0: no progress is reported.
1: the number of processed rows is printed and updated.
2: rows processed and timings are reported.
3: rows processed and all timings are reported.

`verbose`

integer value. If 0, no additional output is printed. If 1, additional summary information is printed.

`xdfCompressionLevel`

integer in the range of -1 to 9. The higher the value, the greater the amount of compression - resulting in smaller files but a longer time to create them. If xdfCompressionLevel is set to 0, there will be no compression and files will be compatible with the 6.0 release of Revolution R Enterprise. If set to -1, a default level of compression will be used.

`...`

additional arguments to be passed directly to the function used to partition the data. For example,

Uniform Partition - a fill argument with supported values are "left", "center", or "right", can be used to place the remaining rows/blocks in the set of output files. For example, if sortBy = "blocks", inFile has 15 blocks, and the number of output files is 6, the distribution of blocks for the set of 6 output files will be:
fill = "left" - 3 3 3 2 2 2
fill = "center" - 2 3 3 3 2 2
fill = "right" - 2 2 2 3 3 3

Details

rxSplit: Use rxSplit as a general function to partition a data frame or .xdf file. Behind the scenes, the rxSplitXdf function is called by rxSplit after converting the inData data source into a (temporary) .xdf file. If both outFilesBase and outFileSuffixes are NULL (the default), then the type of output is determined by the type of inData: if the inData is an .xdf file name or an RxXdfData object, and list of RxXdfData data sources representing the new split .xdf files is returned. If the inData is a data frame, then the output is returned as a list of data frames. If outFilesBase is an empty character string and outFileSuffixes is NULL, a list of data frames is always returned. In the case that a list of data frames is returned, the names of the list are in shortFileName.splitType.NumberOrFactor format, e.g., iris.Species.versicolor or myXdfFile.rows.3.

rxSplitXdf: Use rxSplitXdf to partition an .xdf file. The inFile .xdf file is uniformly partitioned (to the extent possible) and each partition is written to a distinct user-specified file.
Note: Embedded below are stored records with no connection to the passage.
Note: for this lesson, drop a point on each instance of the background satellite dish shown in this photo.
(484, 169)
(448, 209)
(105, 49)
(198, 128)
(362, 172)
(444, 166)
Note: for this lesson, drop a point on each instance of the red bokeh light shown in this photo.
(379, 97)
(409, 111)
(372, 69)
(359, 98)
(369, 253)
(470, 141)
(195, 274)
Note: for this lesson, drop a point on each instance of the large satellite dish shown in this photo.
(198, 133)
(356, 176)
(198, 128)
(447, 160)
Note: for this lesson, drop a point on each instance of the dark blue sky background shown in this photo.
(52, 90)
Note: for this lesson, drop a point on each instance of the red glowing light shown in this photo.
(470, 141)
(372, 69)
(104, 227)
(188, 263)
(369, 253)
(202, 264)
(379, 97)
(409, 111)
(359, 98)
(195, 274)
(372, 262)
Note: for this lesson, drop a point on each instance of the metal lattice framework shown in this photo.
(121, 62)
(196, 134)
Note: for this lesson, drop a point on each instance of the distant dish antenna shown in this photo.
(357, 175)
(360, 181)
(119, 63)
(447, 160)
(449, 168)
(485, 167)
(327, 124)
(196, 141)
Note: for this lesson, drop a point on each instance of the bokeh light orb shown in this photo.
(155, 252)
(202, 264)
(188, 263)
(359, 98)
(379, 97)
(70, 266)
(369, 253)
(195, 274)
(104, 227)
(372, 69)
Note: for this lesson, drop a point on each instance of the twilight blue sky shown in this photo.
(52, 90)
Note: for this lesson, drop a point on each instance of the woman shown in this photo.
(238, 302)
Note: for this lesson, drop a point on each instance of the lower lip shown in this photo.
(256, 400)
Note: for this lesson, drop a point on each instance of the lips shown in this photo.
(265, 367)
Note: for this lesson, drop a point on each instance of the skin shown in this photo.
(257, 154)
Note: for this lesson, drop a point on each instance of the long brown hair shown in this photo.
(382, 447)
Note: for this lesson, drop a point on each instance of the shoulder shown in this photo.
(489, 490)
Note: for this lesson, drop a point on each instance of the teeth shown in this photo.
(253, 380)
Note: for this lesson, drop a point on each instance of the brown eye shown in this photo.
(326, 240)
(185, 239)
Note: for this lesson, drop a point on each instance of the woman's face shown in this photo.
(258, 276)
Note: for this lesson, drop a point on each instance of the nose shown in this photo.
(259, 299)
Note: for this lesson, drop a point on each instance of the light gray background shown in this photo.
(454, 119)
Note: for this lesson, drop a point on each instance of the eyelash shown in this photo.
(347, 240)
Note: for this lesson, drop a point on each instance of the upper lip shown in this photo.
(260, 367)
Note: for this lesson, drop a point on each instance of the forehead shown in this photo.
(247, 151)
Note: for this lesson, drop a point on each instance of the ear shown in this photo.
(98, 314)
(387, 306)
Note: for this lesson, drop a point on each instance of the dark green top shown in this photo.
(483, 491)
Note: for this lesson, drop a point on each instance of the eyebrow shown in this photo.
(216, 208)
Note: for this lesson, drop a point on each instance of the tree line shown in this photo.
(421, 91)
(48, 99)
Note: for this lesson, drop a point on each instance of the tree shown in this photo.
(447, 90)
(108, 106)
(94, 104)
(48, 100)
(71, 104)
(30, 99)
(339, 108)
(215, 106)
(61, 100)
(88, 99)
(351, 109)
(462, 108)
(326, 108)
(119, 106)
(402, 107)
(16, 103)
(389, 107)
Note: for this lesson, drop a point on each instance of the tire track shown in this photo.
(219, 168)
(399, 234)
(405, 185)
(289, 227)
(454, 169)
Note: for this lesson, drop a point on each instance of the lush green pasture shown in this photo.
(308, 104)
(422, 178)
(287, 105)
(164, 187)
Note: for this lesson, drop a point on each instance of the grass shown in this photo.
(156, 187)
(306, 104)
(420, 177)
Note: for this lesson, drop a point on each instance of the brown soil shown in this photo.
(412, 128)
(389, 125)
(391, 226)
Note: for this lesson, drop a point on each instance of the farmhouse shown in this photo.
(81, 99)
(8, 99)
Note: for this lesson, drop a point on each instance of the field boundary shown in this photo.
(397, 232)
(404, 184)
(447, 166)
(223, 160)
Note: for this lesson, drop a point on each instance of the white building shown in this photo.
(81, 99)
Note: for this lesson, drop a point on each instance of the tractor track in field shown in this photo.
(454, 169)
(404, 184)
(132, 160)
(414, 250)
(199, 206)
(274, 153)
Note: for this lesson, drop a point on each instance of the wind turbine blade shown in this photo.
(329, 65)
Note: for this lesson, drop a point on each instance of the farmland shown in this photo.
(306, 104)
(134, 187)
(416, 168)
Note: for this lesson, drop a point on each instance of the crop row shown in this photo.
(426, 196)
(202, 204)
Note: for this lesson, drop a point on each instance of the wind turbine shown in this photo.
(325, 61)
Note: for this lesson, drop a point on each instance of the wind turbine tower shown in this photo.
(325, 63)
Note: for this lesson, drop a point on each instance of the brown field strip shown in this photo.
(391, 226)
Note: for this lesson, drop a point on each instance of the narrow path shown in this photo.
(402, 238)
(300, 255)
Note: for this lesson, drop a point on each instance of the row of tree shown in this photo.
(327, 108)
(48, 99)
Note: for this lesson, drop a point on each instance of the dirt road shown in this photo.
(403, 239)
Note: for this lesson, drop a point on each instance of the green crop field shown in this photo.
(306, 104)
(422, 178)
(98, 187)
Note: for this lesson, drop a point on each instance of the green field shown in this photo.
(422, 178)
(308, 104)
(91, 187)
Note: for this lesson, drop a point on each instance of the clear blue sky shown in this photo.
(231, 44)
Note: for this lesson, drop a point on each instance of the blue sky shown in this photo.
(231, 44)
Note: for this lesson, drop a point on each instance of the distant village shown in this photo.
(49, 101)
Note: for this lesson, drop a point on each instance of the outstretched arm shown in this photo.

As an example, if inFile contains a million rows, splitBy = "rows", and the number of output files we specify to create is five, then each output file will contain two hundred thousand observations, assuming none were dropped via a rowSelection argument specification. The number of output files is controlled either directly or indirectly through a combination of
arguments: inFile, outFilesBase, outFileSuffixes, and numOutFiles.
In general, the values of these arguments are pasted together to form a character vector of output file paths, with scalar values auto-expanded to vectors (of an appropriate size) prior to pasting. This scheme allows the user to either specify directly the full paths to the output files they wish to form or do so implicitly (and perhaps more conveniently) using various combinations of these arguments. We illustrate the use of these combinations in the examples below, which are assumed to be run under Windows.

``

Col 1	Col 2	Col 3
INPUT ARGUMENTS		OUTPUT FILE VECTOR
`inFile = "foo.xdf", numOutFiles = 3`		`"foo1.xdf", "foo2.xdf", "foo3.xdf"`
`outFilesBase = "out", numOutFiles = 4`		`"out1.xdf", "out2.xdf", "out3.xdf", "out4.xdf"`
`outFilesBase = "golf", outFileSuffixes = c("club", "tee", "score")`		`"golfclub.xdf", "golftee.xdf", "golfscore.xdf"`
`outFilesBase = "C:\\myDir\\", outFileSuffixes = c("a\\same", "b\\same", "c\\same")`		`"C:\\myDir\\a\\same.xdf", "C:\\myDir\\b\\same.xdf", "C:\\myDir\\c\\same.xdf"`
`outFilesBase = c("C:\\here\\file1.xdf", "D:\\there\\file2.xdf", "E:\\everywhere\\file3.xdf")`		`"C:\\here\\file1.xdf", "D:\\there\\file2.xdf", "E:\\everywhere\\file3.xdf"`

Value

a list of data frames or an invisible list of RxXdfData data source objects corresponding to the created output files.

Author(s)

Microsoft Corporation Microsoft Technical Support

Examples


 #####
 # rxSplit Examples

 # DF -> DF : Data frame input to list of data frames
 IrisDFList <- rxSplit(iris, numOut = 3, reportProgress = 0, verbose = 0)
 names(IrisDFList) 
 head(IrisDFList[[3]]) 

 IrisDFList <- rxSplit(iris, splitByFactor = "Species", reportProgress = 0, verbose = 0)
 names(IrisDFList) 
 head(IrisDFList[[1]])

 # DF -> XDF : Data frame input to .xdf outputs (list of RxXdfData data sources)
 irisXDFs <- rxSplit(iris, splitByFactor = "Species", outFilesBase = file.path(tempdir(),"iris"), 
         reportProgress = 0, verbose = 0, overwrite = TRUE)
 print(irisXDFs)
 invisible(sapply(irisXDFs, function(x) if (file.exists(x@file)) unlink(x@file)))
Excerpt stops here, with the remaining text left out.